For all of the reasons discussed above, Puka Capital is entitled to recover under the Promissory Note as set forth in Claim Number 4.4 Maria Balaj's direct fraud causes of action are dismissed, and the Court sustains the Debtor's objection to Claim Number 8, which is expunged.

Puka Capital is to settle an order on seven day's notice consistent with this Decision and the Court's ruling at trial on the merits of Maria Balaj's claims. The proposed order must be submitted by filing a notice of the proposed order on the docket, with a copy of the proposed order attached as an exhibit to the notice. Additionally, the proposed order shall include a calculation of its damages under the Promissory Note and post-petition interest accrued up to the date of this decision. A copy of the notice and proposed order shall be served upon counsel for the Debtor and Maria Balaj.

FootNotes


1. The parties frame the remaining issues as four distinct matters. But as two of the issues relate to Puka Capital's entitlement to interest, the Court will discuss those related matters together.
2. Maria Balaj complains about David Balaj's failure to pay down of the Promissory Note. The Court notes that another adversary proceeding has been filed regarding Maria Balaj's own alleged failure to make various payments, including property taxes, during her tenure managing the Property. The merits of that adversary proceeding are for another day. But after years of extensive litigation, the Court encourages all parties to seek a final resolution of all their remaining disputes to bring much needed closure to their lives and this bankruptcy case.
3. Two motions in limine were filed before trial that sought to exclude evidence challenging the validity of the Promissory Note and to exclude introduction of a purported second version of the Debtor's Operating Agreement. See Memorandum in Support of Plaintiff's Motion in Limine to Preclude Certain Testimony and Evidence at Trial, dated Feb. 22, 2019 [ECF No. 33] (seeking, inter alia, to preclude Debtor and Maria Balaj from challenging the validity of the Promissory Note and from introducing a second version of the Debtor's Operating Agreement); Motion in Limine of Debtor L&N Twins Place LLC, dated Feb. 23, 2019 [ECF No. 36] (seeking to preclude introduction of second version of Operating Agreement). Both those motions were opposed by Maria Balaj. See Affirmation in Opposition to Motion in Limine by Puka Capital Funding, LLC and L&N Twins Place, LLC, dated Feb. 19, 2019 (submitted by Maria Balaj) [EFC No. 38].

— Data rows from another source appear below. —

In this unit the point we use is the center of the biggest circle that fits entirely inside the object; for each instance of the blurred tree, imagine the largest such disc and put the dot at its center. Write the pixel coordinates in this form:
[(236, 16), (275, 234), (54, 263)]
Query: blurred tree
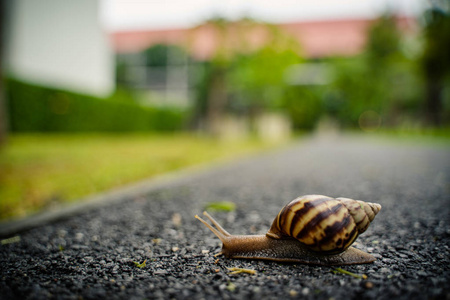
[(3, 112), (381, 80), (245, 73), (257, 80), (435, 60)]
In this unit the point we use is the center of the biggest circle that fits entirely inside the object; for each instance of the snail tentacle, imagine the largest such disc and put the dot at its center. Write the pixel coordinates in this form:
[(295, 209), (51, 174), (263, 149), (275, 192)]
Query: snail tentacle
[(312, 229)]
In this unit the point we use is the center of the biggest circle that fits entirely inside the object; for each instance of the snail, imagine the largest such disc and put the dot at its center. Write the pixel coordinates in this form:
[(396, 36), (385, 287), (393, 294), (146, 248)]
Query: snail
[(312, 229)]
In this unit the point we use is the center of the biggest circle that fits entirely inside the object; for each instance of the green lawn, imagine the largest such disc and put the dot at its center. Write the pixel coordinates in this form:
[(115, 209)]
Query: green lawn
[(38, 171)]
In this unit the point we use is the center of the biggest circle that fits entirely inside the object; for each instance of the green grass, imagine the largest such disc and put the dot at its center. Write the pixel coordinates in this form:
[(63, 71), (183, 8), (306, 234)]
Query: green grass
[(38, 171)]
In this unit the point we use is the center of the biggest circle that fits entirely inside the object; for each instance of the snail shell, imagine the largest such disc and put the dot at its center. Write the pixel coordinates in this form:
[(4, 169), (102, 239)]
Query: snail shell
[(312, 229), (323, 224)]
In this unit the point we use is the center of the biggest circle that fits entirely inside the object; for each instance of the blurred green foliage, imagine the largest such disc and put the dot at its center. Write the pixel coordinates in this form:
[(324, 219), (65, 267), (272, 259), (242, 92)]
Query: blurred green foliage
[(383, 86), (382, 80), (435, 63), (34, 108)]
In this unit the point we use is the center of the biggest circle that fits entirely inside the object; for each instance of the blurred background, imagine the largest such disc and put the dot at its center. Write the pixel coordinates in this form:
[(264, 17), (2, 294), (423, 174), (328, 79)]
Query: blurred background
[(96, 94)]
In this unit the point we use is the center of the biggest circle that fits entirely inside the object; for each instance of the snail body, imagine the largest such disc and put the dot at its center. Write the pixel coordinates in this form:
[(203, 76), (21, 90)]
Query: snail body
[(312, 229)]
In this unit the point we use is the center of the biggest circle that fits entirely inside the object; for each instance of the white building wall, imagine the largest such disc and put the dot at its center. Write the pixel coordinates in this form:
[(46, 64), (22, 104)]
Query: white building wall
[(59, 43)]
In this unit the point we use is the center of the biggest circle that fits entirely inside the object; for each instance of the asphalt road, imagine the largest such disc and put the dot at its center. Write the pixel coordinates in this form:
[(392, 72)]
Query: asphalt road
[(94, 254)]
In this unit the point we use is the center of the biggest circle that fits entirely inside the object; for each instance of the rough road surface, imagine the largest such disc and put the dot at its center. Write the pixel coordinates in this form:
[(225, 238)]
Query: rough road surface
[(92, 255)]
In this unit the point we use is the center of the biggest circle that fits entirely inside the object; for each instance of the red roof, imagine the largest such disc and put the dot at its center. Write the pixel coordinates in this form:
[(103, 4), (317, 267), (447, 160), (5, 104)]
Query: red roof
[(317, 38)]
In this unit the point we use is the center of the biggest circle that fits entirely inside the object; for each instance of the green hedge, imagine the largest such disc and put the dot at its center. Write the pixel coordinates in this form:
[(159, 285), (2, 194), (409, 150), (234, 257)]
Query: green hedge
[(35, 108)]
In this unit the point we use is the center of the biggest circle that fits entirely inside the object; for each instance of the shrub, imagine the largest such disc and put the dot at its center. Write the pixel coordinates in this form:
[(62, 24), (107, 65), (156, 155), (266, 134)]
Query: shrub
[(34, 108)]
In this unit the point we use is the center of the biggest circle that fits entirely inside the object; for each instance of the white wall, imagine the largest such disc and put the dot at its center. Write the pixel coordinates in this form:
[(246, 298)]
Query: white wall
[(59, 43)]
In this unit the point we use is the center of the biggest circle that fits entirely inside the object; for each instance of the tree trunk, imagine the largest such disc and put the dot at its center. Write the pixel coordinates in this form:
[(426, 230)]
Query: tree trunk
[(217, 99), (433, 102)]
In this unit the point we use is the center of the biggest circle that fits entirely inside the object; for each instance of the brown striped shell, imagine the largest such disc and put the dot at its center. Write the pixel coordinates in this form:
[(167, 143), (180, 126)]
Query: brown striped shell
[(323, 224)]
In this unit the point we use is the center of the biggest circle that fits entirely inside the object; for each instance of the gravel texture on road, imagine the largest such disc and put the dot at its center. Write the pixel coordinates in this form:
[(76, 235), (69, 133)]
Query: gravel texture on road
[(99, 253)]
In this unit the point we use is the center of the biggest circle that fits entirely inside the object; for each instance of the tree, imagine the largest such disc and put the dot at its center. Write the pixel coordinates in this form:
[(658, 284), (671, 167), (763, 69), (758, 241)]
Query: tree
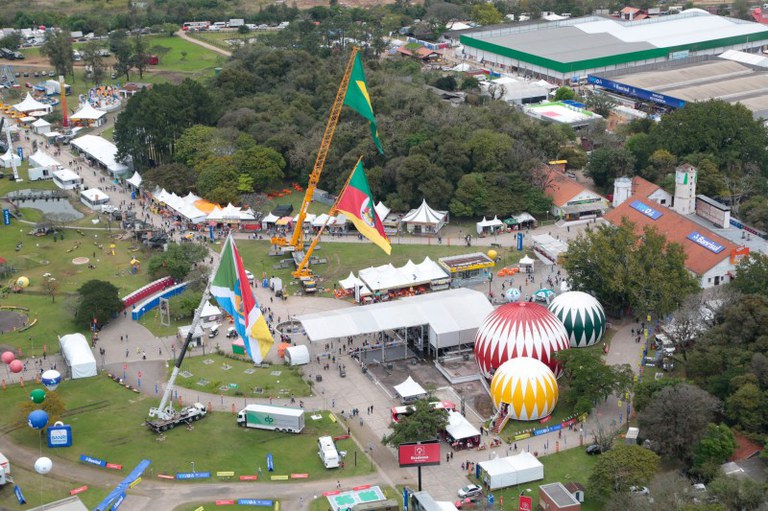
[(94, 61), (622, 467), (677, 418), (564, 93), (716, 445), (752, 274), (51, 287), (58, 48), (485, 14), (607, 163), (629, 270), (177, 262), (425, 423), (590, 380), (98, 302)]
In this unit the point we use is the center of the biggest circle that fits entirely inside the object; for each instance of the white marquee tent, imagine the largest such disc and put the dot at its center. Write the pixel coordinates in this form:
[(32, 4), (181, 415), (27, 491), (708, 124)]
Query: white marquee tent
[(78, 355), (452, 317), (424, 219), (409, 390), (30, 104), (512, 470)]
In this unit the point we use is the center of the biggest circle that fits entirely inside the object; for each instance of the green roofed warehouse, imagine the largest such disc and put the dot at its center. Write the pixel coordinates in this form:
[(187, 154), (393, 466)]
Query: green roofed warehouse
[(569, 50)]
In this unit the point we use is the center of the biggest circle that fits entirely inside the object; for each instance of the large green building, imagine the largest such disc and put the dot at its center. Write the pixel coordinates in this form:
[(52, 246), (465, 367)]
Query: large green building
[(567, 51)]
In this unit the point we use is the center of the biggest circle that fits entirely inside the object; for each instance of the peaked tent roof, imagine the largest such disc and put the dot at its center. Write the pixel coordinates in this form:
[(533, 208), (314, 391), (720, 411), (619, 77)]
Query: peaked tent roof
[(425, 215), (87, 112), (30, 104)]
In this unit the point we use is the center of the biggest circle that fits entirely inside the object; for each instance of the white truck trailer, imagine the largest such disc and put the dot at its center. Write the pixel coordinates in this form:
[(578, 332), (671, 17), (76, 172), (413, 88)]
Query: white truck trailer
[(326, 449), (273, 418)]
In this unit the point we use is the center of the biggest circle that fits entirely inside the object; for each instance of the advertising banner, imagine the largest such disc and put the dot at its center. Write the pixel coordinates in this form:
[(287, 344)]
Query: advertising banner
[(419, 454)]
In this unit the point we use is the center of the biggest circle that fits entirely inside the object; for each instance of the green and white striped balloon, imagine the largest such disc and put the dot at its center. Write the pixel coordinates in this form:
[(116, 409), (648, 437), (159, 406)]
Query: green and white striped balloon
[(582, 315)]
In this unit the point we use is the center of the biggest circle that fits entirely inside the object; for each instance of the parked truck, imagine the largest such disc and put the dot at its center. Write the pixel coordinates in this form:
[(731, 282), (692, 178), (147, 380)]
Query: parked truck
[(273, 418), (186, 415), (326, 449), (5, 470)]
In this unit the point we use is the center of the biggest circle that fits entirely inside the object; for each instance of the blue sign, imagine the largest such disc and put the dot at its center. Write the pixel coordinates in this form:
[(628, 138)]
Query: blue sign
[(646, 210), (705, 242), (193, 475), (636, 92), (93, 461), (117, 503), (60, 436), (255, 502), (19, 495)]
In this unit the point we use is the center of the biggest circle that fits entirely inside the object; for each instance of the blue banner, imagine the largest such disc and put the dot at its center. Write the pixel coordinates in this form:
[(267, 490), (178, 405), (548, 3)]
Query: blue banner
[(255, 502), (705, 242), (60, 436), (19, 495), (637, 92), (117, 503), (645, 209), (193, 475), (93, 461)]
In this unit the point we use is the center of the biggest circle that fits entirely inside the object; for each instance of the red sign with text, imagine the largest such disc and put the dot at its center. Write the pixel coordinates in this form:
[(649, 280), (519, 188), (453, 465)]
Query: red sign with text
[(419, 454)]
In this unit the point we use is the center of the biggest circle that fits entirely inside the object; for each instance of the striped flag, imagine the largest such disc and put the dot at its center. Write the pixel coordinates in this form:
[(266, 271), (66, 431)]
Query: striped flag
[(232, 291)]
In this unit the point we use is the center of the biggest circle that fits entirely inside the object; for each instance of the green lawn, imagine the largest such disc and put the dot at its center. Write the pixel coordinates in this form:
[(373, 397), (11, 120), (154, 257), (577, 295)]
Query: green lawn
[(289, 382), (342, 258), (107, 423)]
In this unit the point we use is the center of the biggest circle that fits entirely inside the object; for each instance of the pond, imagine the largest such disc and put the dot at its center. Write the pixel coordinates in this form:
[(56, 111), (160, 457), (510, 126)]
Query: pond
[(53, 203)]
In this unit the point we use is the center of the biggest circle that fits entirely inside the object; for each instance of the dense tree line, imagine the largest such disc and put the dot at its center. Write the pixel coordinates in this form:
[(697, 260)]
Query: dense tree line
[(262, 118)]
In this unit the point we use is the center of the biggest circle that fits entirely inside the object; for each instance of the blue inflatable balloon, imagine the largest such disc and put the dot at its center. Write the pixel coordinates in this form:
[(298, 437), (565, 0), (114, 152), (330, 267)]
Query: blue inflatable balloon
[(37, 419)]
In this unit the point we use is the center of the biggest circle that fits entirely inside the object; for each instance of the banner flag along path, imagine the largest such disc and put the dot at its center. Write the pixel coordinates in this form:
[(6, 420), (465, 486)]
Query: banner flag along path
[(356, 201), (233, 293), (357, 99)]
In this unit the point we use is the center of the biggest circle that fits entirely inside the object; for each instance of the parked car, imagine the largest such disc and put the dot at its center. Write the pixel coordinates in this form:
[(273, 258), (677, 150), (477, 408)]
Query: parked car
[(470, 491), (594, 449)]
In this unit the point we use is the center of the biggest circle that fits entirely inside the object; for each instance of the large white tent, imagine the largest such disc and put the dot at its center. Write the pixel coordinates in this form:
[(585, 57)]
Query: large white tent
[(424, 220), (452, 317), (409, 390), (78, 355), (101, 150), (512, 470), (30, 104)]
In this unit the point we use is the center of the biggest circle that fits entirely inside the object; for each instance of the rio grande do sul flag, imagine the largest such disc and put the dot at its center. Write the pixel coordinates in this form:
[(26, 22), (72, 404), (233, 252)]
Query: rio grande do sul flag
[(232, 291), (357, 203)]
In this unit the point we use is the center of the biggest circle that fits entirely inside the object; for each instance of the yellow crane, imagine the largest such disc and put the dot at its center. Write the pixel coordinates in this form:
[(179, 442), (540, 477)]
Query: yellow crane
[(296, 244)]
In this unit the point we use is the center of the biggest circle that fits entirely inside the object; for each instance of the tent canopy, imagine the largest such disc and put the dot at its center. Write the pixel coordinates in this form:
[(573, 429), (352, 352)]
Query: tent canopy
[(78, 355), (410, 390)]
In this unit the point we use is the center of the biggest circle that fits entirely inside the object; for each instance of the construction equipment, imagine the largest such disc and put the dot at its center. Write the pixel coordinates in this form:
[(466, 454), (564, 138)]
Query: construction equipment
[(297, 240)]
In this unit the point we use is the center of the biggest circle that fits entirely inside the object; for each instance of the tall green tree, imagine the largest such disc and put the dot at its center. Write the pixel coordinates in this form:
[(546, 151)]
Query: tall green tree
[(425, 423), (620, 468), (58, 48), (97, 300)]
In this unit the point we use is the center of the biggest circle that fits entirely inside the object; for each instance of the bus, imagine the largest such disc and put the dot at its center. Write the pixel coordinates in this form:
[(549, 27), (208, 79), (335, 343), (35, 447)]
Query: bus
[(401, 411), (194, 26)]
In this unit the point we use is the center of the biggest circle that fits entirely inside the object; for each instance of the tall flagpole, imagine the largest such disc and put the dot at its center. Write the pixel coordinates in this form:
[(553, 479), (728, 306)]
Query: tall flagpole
[(165, 410)]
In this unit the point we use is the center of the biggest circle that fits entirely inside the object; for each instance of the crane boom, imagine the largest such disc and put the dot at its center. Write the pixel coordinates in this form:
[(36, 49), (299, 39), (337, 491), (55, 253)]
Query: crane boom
[(297, 241)]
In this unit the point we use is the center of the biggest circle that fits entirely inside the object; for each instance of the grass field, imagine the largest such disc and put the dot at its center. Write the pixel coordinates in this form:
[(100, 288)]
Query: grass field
[(107, 423), (289, 382), (342, 258)]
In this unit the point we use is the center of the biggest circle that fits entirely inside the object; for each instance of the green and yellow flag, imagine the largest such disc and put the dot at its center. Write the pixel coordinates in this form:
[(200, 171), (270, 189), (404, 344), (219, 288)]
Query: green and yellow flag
[(357, 99)]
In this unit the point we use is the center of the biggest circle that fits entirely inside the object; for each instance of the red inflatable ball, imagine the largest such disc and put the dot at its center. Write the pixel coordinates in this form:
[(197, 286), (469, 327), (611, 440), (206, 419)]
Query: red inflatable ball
[(16, 366), (7, 357)]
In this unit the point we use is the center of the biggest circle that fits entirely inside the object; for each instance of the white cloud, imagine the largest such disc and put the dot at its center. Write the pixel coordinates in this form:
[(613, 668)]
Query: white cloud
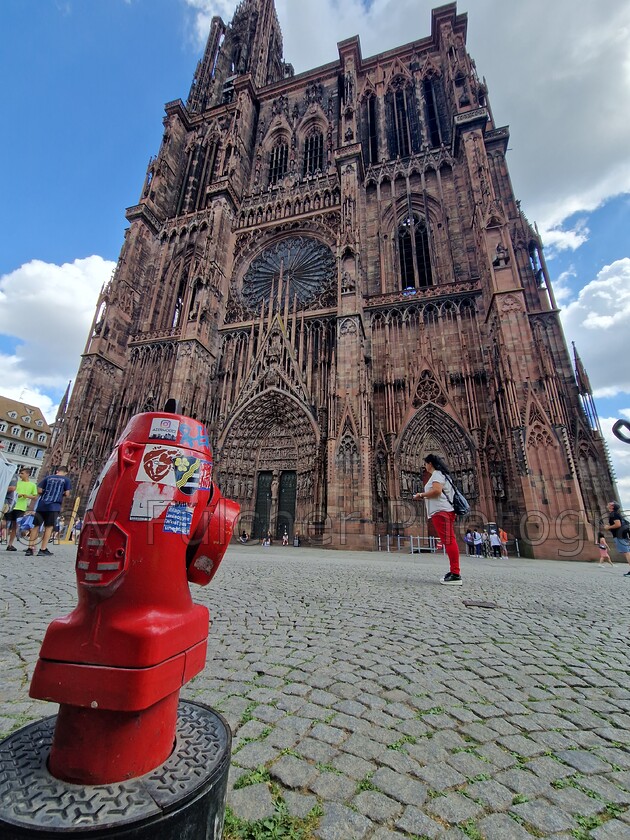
[(620, 456), (48, 310), (558, 74), (598, 323)]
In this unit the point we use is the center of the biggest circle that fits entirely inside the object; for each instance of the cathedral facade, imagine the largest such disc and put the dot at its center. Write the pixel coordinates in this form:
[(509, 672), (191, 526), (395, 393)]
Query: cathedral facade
[(331, 271)]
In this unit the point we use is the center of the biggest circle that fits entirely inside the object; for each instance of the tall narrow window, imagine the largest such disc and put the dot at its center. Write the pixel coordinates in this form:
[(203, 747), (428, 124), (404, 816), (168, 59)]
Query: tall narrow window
[(369, 131), (313, 153), (413, 253), (402, 123), (278, 163), (433, 123), (403, 129)]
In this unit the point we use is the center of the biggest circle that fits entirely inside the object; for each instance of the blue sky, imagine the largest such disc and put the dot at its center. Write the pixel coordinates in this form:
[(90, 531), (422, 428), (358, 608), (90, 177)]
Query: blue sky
[(84, 83)]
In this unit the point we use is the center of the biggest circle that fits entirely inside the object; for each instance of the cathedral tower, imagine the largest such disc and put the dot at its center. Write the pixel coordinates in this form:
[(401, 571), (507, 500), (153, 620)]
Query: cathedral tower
[(331, 271)]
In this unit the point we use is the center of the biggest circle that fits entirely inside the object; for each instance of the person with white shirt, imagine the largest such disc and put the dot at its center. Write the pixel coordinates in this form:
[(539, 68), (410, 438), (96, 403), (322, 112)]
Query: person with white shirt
[(440, 512)]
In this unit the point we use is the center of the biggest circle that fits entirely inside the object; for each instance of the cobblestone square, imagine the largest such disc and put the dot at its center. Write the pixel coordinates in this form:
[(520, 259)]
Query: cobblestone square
[(368, 701)]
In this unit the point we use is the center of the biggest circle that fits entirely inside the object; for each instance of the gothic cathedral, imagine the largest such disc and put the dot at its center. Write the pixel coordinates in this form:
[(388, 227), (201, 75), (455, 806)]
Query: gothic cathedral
[(331, 271)]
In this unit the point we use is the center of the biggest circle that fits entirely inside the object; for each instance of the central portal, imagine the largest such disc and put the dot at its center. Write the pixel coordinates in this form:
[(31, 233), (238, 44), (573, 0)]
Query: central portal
[(285, 519), (274, 511)]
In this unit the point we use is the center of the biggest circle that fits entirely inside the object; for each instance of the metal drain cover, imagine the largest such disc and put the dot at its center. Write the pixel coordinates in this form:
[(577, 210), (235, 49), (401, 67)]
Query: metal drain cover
[(486, 605)]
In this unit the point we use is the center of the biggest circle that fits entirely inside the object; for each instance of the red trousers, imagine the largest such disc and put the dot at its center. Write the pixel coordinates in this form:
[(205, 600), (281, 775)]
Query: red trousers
[(443, 522)]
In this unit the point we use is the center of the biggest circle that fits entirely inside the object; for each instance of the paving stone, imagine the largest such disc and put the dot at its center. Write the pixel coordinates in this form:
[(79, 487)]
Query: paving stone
[(468, 765), (333, 787), (282, 739), (399, 761), (426, 752), (293, 772), (521, 745), (252, 729), (350, 707), (544, 817), (353, 765), (523, 782), (415, 822), (584, 762), (252, 803), (547, 768), (611, 830), (454, 808), (316, 629), (340, 823), (323, 698), (377, 806), (502, 827), (255, 755), (362, 746), (573, 801), (328, 734), (268, 714), (315, 750), (440, 776), (386, 834), (299, 804), (402, 788), (496, 757), (606, 789), (493, 794)]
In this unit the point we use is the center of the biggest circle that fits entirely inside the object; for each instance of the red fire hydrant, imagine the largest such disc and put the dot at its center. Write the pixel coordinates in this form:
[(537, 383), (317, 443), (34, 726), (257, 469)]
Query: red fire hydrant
[(117, 662)]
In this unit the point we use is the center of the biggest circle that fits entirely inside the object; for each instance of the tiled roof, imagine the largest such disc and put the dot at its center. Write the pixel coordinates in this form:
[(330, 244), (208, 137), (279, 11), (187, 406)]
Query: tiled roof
[(23, 410)]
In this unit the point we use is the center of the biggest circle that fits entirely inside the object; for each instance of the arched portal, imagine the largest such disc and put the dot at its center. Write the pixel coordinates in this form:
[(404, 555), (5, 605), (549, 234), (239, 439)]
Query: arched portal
[(267, 461), (432, 430)]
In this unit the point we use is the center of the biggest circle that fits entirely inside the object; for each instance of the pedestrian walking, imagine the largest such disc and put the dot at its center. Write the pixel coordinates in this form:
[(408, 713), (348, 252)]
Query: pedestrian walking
[(25, 491), (504, 538), (619, 527), (495, 542), (440, 512), (604, 555), (52, 491)]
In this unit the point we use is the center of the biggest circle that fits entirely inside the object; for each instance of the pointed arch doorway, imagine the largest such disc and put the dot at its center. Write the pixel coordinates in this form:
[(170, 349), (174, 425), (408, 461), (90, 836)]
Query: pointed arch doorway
[(432, 430), (268, 458)]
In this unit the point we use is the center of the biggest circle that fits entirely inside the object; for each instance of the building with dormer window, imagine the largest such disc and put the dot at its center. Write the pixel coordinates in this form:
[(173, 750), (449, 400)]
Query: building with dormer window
[(17, 437), (332, 272)]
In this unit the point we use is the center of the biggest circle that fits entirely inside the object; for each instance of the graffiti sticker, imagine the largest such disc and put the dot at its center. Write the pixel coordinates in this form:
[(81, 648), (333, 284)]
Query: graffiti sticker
[(157, 465), (150, 501), (205, 475), (187, 474), (195, 437), (178, 519), (164, 428)]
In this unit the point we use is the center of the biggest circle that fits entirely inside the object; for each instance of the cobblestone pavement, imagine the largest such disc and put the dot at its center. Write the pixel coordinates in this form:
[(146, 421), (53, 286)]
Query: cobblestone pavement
[(364, 694)]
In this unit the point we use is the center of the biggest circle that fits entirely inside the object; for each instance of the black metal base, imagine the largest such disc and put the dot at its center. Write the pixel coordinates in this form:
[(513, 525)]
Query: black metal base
[(182, 799)]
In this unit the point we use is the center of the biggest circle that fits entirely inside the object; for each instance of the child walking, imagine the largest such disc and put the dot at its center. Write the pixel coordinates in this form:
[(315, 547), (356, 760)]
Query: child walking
[(604, 556)]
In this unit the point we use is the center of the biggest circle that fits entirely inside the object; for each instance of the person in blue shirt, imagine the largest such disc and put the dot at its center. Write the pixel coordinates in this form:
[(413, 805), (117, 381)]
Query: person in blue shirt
[(52, 490)]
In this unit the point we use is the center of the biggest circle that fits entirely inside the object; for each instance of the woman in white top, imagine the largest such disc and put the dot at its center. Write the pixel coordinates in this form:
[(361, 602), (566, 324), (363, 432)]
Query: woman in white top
[(440, 512)]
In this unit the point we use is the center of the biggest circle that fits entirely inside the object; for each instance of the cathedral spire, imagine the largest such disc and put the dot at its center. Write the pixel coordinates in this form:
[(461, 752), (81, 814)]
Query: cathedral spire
[(251, 43), (585, 391)]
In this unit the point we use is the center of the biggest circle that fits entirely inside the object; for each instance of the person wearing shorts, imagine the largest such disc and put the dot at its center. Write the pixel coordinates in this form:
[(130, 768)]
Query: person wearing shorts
[(620, 530), (25, 490), (52, 491)]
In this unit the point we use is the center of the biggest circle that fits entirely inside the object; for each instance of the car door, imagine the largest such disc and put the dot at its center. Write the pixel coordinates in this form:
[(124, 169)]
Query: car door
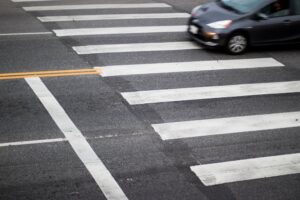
[(273, 24)]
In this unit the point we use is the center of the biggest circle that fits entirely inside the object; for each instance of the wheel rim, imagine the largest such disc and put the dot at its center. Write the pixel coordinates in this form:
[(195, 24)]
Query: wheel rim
[(237, 44)]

At trial, the Court excluded the second version of the Operating Agreement for a variety of reasons, many of which were consistent with the arguments contained in the motions in limine. See Hr'g Tr. Feb. 22, 2019 at 113:24-131:15 (excluding the alternative version of the Operating Agreement that was marked for identification as Exhibit 55). As today's decision upholds the validity of the Promissory Note based on all the evidence in the record, the decision moots the remainder of the relief sought by the motions in limine.

4. The Court notes that David Balaj brought a counterclaim against Maria Balaj seeking a declaratory judgment that the Promissory Note is valid. See Exh. 11. But given that the relief sought by David Balaj as to the Promissory Note is essentially the same as that granted today to Puka Capital by the Court, David Balaj's request for a declaratory judgment is moot.